At that time, the group also set the raising size at the bottom of its range at $1.245bn and the dividend yield was to be 5.2 per cent.
The prospectus had the company valued at between 12 and 13.9 times Latitude’s pro forma forecasted cash net profit for the 2020 financial year.
The shelving of the Latitude IPO for a second time, delivers a heavy blow to an already fragile market for ASX listings.
It follows the IPO of MPC Kinetic being parked last week after the offer was downsized on the back of soft demand. Companies in the ASX listing pipeline including Onsite Rentals, Tyro Payments and Pepper Australia will be wanting to gauge the investor mood ahead of pushing ahead with their deals.
Latitude had earlier planned to launch a bookbuild with shares to be sold between $2 per share and $2.25, equating to a market value range of between $3.556bn and $4bn.
The business consists of the former GE Australian and New Zealand consumer lending business purchased by KKR, Varde Partners and Deutsche Bank.

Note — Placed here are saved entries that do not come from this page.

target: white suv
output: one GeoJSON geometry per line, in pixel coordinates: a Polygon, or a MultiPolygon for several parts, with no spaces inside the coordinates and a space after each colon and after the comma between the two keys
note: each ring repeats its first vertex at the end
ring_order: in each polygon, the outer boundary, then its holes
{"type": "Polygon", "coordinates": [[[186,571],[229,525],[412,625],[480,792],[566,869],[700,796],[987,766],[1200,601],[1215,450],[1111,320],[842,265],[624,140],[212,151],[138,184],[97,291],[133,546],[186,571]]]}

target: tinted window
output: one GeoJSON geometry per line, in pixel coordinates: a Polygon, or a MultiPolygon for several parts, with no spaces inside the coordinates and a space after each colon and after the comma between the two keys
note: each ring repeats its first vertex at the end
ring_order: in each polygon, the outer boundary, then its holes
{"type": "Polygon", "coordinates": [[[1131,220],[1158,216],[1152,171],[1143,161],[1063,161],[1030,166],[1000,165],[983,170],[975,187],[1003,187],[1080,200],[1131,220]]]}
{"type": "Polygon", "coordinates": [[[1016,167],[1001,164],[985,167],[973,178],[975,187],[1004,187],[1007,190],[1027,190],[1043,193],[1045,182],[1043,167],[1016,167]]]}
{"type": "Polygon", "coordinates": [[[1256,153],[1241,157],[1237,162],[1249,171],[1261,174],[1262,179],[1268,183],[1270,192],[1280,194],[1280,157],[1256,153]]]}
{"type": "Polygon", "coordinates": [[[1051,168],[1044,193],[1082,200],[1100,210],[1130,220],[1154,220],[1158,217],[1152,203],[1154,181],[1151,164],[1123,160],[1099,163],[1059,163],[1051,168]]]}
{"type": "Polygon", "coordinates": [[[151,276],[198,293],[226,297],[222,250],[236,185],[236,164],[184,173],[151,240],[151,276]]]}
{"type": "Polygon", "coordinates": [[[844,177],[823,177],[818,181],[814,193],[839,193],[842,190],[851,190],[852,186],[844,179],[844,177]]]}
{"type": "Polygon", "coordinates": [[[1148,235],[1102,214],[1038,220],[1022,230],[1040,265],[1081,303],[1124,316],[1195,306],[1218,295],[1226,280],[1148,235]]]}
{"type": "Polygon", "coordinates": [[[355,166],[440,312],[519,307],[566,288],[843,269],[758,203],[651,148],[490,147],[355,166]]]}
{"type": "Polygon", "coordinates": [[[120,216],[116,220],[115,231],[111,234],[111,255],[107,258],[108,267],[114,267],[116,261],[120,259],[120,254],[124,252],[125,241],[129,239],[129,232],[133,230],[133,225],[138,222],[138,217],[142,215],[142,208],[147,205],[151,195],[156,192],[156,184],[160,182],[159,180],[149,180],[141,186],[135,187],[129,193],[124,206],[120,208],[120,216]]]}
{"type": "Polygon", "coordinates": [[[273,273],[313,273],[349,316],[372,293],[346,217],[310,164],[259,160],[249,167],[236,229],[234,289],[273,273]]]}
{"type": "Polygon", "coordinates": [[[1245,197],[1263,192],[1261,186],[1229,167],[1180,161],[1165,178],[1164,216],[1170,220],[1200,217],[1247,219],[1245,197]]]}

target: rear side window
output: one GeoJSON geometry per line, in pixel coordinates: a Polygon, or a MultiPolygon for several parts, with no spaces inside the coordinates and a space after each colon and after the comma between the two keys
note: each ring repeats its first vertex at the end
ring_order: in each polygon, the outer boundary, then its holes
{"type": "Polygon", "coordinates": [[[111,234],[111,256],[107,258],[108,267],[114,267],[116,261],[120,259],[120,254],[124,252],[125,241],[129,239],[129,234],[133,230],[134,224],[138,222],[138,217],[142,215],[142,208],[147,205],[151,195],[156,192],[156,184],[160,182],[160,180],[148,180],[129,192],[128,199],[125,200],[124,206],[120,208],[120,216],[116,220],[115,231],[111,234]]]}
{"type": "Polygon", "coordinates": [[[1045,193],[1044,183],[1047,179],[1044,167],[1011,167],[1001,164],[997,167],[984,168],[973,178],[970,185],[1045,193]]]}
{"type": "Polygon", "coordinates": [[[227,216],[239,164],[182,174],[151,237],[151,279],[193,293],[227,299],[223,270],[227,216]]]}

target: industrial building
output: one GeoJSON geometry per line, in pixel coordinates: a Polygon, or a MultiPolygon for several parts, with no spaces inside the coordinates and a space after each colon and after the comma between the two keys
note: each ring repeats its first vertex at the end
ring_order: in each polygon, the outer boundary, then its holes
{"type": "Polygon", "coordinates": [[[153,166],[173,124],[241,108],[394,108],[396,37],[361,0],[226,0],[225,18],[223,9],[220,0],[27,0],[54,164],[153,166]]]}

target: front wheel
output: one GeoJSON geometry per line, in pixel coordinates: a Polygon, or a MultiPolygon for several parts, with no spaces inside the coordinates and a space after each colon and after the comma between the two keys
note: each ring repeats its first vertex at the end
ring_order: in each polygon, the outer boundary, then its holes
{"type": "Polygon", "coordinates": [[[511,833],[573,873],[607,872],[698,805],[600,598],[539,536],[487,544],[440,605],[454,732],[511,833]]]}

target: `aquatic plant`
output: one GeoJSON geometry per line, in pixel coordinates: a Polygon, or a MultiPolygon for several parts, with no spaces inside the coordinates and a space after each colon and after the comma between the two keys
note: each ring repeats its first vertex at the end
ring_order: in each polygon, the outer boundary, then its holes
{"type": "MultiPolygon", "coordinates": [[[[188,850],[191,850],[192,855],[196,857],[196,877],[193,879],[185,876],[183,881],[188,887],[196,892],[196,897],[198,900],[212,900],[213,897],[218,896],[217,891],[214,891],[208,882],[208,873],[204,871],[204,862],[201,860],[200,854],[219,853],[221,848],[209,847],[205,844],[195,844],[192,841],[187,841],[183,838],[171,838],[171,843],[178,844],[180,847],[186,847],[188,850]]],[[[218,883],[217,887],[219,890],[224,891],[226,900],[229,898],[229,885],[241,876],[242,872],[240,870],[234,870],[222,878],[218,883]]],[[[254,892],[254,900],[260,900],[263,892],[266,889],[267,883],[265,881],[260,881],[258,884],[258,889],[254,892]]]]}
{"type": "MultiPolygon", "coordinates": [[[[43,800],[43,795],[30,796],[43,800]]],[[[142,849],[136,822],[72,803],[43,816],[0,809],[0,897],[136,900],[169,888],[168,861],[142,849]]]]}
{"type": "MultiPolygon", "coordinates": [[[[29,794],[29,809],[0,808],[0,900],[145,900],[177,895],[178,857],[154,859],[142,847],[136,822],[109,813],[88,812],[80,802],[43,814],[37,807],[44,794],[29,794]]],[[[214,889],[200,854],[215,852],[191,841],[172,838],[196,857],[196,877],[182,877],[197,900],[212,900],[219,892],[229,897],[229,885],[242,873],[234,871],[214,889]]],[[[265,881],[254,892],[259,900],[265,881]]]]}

Working as joint lead managers on the IPO were Goldman Sachs, Macquarie Capital and UBS, while Insight Capital advised Latitude’s shareholders.
The group was initially planning to raise between $1.24bn and $1.4bn.
Desipte the shelving of Latitude, property sector floats are still getting away. Demand for stocks with high yields drove the strong debut by retail property landlord HomeCo as it listed on Monday. It closed almost 12 per cent above its issue price on its first day but eased back about 2 per cent on Tuesday.
Investors chased the company, which is overhauling former Masters hardware sites to open new shopping centres that sport “convenience-style” retail outlets, partly as it is backed by canny investors including co-founder and executive chairman David Di Pilla as well as the families behind Spotlight and Chemist Warehouse and Marc Besen joining as a cornerstone investor.
The next test for the IPO market in property will be PropertyGuru Group, which opens its retail offer on Wednesday, and funds manager PrimeWest, which is raising about $100m.